Underpinning the flowing bodywork was an elaborate tube chassis. The Roadster is quite a bit more comfortable to drive than the Gullwing, with regular doors, roll-up windows, and importantly, improved handling characteristics at high speeds thanks to a revised rear swing-axle.
On September 29, this 1960 Mercedes-Benz 300 SL Roadster—a lovely example of a classic’s classic—will be offered at Bonhams’ Audrain Concours Auction in Rhode Island. It’s part of a 22-car collection from the estate of James Messenger that includes European, British, and stateside classics, all selling at no reserve.
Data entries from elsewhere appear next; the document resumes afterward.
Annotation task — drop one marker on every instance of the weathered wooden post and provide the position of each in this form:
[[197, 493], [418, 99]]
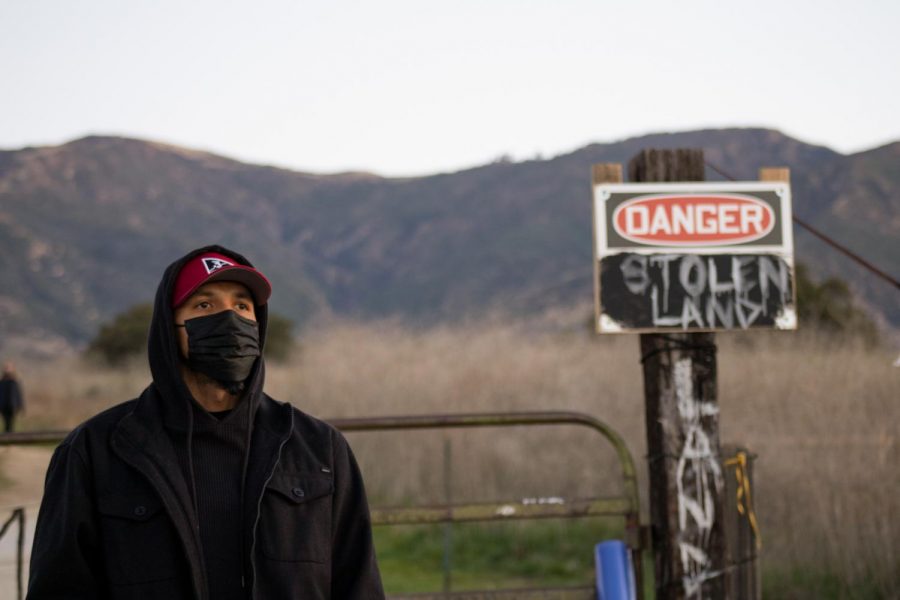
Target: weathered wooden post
[[682, 420], [675, 261]]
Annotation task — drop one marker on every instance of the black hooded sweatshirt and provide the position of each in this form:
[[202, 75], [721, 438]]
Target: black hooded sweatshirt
[[156, 498]]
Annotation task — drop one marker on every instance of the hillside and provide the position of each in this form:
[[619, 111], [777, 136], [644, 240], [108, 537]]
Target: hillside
[[87, 227]]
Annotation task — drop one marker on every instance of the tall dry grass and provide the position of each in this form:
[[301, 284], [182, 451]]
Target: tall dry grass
[[821, 414]]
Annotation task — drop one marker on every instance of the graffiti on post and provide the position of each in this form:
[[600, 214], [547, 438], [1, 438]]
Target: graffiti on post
[[698, 478]]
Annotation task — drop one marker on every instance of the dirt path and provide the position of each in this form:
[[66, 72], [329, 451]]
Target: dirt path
[[22, 469]]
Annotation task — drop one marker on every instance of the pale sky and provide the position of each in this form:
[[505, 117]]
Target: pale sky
[[403, 87]]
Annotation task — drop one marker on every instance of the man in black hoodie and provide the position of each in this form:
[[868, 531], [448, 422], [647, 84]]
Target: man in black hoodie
[[204, 487]]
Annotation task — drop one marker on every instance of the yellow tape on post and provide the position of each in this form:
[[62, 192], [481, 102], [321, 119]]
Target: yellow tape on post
[[744, 500]]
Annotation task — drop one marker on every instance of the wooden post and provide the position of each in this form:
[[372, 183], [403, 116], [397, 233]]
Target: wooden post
[[682, 419]]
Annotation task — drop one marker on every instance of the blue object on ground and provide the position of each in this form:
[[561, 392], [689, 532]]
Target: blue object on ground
[[615, 573]]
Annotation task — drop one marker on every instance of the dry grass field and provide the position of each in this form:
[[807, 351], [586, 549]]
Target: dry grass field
[[821, 415]]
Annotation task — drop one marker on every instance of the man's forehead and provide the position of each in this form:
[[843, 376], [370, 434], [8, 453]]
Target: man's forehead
[[223, 288]]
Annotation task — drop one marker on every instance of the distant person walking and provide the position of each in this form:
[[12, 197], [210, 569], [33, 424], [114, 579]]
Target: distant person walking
[[10, 396]]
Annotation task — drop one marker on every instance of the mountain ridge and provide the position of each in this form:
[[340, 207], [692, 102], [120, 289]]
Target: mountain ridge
[[77, 218]]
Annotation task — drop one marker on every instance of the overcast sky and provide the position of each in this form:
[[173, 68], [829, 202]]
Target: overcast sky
[[403, 87]]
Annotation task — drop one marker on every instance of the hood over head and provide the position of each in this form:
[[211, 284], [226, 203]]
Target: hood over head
[[163, 350]]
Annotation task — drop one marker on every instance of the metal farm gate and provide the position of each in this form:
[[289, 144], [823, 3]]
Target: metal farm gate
[[625, 506]]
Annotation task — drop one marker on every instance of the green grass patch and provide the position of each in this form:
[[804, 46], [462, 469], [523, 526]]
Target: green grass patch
[[491, 555]]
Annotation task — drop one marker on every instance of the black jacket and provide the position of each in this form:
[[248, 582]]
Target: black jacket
[[118, 521]]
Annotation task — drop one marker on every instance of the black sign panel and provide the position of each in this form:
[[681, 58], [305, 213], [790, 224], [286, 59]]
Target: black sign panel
[[695, 291]]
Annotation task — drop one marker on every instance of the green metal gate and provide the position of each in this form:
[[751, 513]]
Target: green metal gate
[[626, 505]]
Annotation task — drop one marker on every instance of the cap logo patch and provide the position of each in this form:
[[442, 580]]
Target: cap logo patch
[[214, 264]]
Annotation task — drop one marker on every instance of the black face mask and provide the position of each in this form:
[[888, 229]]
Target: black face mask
[[222, 346]]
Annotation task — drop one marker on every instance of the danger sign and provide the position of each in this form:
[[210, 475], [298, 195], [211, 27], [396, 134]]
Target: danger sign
[[686, 220], [694, 256]]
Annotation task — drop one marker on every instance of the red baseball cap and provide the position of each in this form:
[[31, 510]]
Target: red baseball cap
[[213, 266]]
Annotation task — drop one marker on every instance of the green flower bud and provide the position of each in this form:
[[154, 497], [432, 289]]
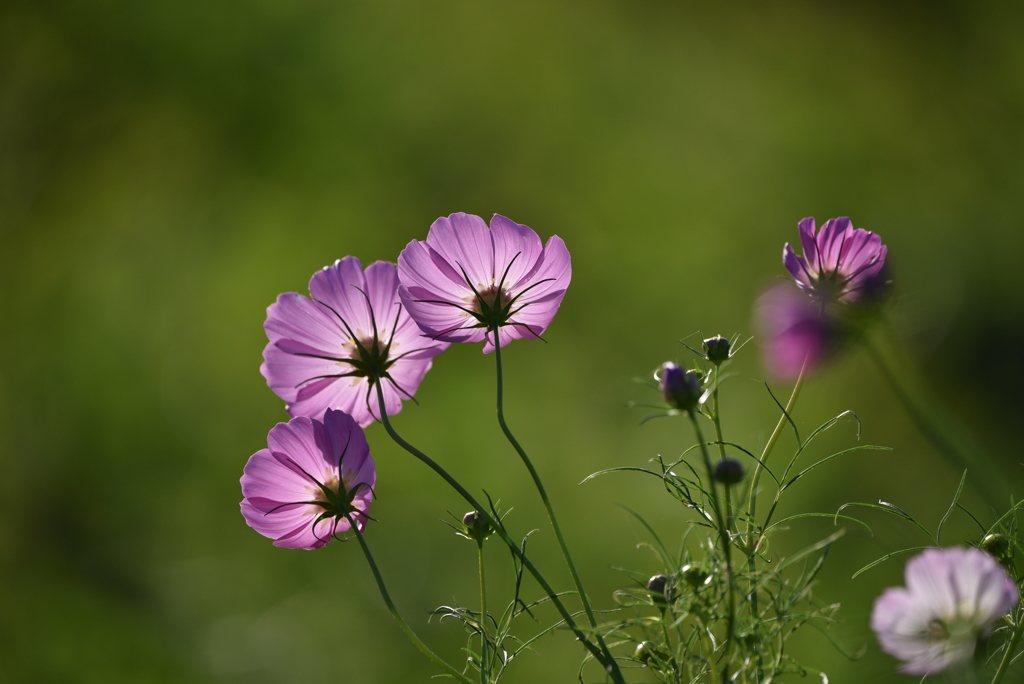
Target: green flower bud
[[717, 349]]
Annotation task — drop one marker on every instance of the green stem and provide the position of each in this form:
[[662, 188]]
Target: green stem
[[753, 496], [547, 504], [394, 611], [610, 666], [1008, 655], [484, 671], [724, 540]]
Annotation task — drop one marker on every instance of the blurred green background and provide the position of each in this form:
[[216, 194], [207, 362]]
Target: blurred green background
[[167, 168]]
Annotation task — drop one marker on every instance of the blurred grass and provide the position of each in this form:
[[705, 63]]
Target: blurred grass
[[166, 169]]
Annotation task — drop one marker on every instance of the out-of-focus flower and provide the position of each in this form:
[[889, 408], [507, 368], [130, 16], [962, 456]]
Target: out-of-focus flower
[[952, 596], [298, 490], [327, 352], [797, 332], [680, 389], [468, 282], [840, 263]]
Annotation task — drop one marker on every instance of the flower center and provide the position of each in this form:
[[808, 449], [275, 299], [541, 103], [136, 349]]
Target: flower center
[[491, 306]]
Finished in Mercedes-Benz’s DB172G Anthracite Metallic, and maintaining its original chassis (No. 002689), engine, and body numbers, the car was restored by marque specialist Scott Melnik Auto Engineering of Calabasas, Calif. The project spanned the years 1997 to 1999. Interior appointments include recent retrimming in black leather, charcoal square-weave carpet, the correct ivory steering wheel and gear knob, a Becker Mexico radio, lift-latch competition-style lap belts, and restored factory switchgear and instrumentation. Although crossing the auction block at no reserve, this star lot is estimated to sell for between $1.2 million and $1.4 million.